Calves Elliot and Edgar were born last spring to Honey and Babe, two pregnant cows we rescued. They are some of the few individuals lucky enough to be born into sanctuary life.
Two infants in the grass and sun, as carefree as can be.
For the majority of farmed animals, the miracle of birth is stained by a looming, pre-planned date of death. From the moment these animals enter the world, the clock is already ticking. But Elliot and Edgar have no limitations on the lives ahead of them. Their lives will unfold on their terms. Every caregiving decision made by the people who love them is made in their best interest, not in what is profitable or beneficial to us humans.
The world is not a kind place for many calves.
Bull calves born into the dairy industry are often dumped at auctions, sold to veal farms or killed shortly after birth. Calves bred for their flesh are subject to a number of painful mutilations. Dehorning, castration and branding all occur without pain relief, at a very young age. Those used in rodeo events are roped at breakneck speeds before loud and frightening audiences.
The stark reality of dairy calves: a “childhood” of intensive confinement.
All of these cruel outcomes for the life of a young calf are dictated by the “purpose” a calf was born to serve humans. Animals have no say or choice in these predetermined “jobs”. Far too often, this is the fate of animals. They are born into an existence without autonomy or choice over what happens to them.

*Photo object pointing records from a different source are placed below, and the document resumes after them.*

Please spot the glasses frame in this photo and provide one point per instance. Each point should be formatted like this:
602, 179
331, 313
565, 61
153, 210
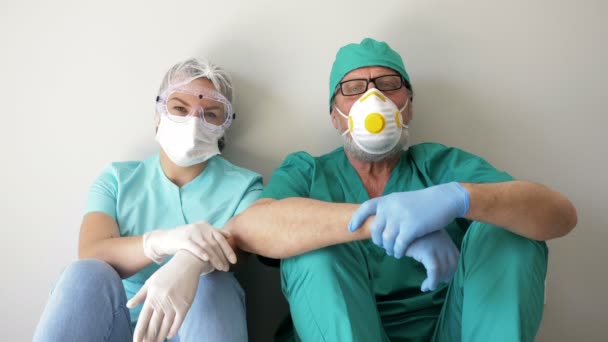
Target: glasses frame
367, 81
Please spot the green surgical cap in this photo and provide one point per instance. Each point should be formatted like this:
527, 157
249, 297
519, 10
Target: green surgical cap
369, 52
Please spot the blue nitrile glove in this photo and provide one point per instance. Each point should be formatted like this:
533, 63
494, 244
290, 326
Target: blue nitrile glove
438, 254
402, 217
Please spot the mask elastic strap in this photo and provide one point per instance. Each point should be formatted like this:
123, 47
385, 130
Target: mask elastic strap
401, 112
344, 116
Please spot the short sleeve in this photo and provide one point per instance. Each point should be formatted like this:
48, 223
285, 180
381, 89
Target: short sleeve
103, 193
251, 195
292, 178
446, 164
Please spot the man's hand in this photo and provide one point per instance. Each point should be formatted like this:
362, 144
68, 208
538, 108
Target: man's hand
168, 294
438, 254
402, 217
200, 239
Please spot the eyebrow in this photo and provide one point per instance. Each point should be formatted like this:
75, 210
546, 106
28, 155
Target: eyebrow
180, 100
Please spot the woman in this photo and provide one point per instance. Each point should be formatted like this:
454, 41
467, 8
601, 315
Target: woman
140, 213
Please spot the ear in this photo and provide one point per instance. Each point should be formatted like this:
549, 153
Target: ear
409, 113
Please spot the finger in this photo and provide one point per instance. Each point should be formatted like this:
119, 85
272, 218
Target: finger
217, 250
225, 247
402, 242
165, 326
177, 322
389, 236
214, 259
377, 228
366, 210
142, 322
194, 247
430, 283
139, 297
154, 326
224, 232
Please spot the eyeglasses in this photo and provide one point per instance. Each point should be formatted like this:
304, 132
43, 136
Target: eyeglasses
359, 86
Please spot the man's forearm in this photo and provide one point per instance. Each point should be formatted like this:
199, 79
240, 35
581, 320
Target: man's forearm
527, 209
291, 226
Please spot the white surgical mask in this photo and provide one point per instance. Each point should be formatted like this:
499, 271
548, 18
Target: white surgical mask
187, 142
375, 122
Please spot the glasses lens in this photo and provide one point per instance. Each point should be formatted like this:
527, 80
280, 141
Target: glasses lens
180, 106
353, 87
214, 112
389, 82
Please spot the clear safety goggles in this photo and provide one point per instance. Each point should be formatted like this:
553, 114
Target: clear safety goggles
179, 103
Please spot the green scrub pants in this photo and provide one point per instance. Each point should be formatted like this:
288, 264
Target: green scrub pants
354, 292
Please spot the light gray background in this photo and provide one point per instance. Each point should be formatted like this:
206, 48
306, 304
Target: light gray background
521, 83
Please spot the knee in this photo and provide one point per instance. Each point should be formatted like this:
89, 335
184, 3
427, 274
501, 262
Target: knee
503, 248
90, 274
220, 286
322, 260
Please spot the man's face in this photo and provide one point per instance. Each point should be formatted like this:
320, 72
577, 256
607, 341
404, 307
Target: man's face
398, 96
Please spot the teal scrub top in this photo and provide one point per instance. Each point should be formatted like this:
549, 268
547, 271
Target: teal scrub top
332, 178
140, 198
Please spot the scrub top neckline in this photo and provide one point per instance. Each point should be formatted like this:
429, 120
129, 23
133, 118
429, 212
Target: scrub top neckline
194, 180
354, 180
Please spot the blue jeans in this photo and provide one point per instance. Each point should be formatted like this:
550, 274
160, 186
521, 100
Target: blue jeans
88, 303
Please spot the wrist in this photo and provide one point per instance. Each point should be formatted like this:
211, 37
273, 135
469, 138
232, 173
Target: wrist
463, 193
149, 247
192, 263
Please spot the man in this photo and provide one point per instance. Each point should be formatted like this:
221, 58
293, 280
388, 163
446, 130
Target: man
436, 216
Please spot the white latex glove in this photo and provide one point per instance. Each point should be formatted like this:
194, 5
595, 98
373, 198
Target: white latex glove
168, 294
200, 239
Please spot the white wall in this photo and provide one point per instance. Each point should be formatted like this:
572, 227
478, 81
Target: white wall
521, 83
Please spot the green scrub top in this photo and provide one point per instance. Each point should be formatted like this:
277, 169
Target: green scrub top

Elliot and Edgar, on the other hand, will always have choices. They choose whether they want to interact with animal care staff, or would rather simply be left alone. When the time eventually comes for the family to integrate with other cows, they will choose their friends. The only purpose these calves will ever have to fulfill is being Honey and Babe’s sons. We ask nothing more, and nothing less.
Unlike the many animals who pass through Animal Place, Edgar and Elliot’s lives are clean slates. They carry no uncertainty or fear from their pasts. When they discover the world, they are discovering it for the very first time. Rather than overcoming past trauma as so many rescued animals must do, these two are simply able to learn to be cows from the very beginning.
They will never know cruelty, neglect or abuse. The greatest inconvenience they will likely ever face is breakfast coming ten minutes late.
The bucolic lives of animals at sanctuaries are a far cry from the reality of how farmed animals are treated around the globe. But it’s up to us to create a reality where all animals are treated with the respect and consideration they deserve. Until the lives of all farmed animals begin and end with the same gentleness and love that Edgar and Elliot’s will, we will continue the fight
Edgar and Elliot are growing everyday- here they are with their new winter coats!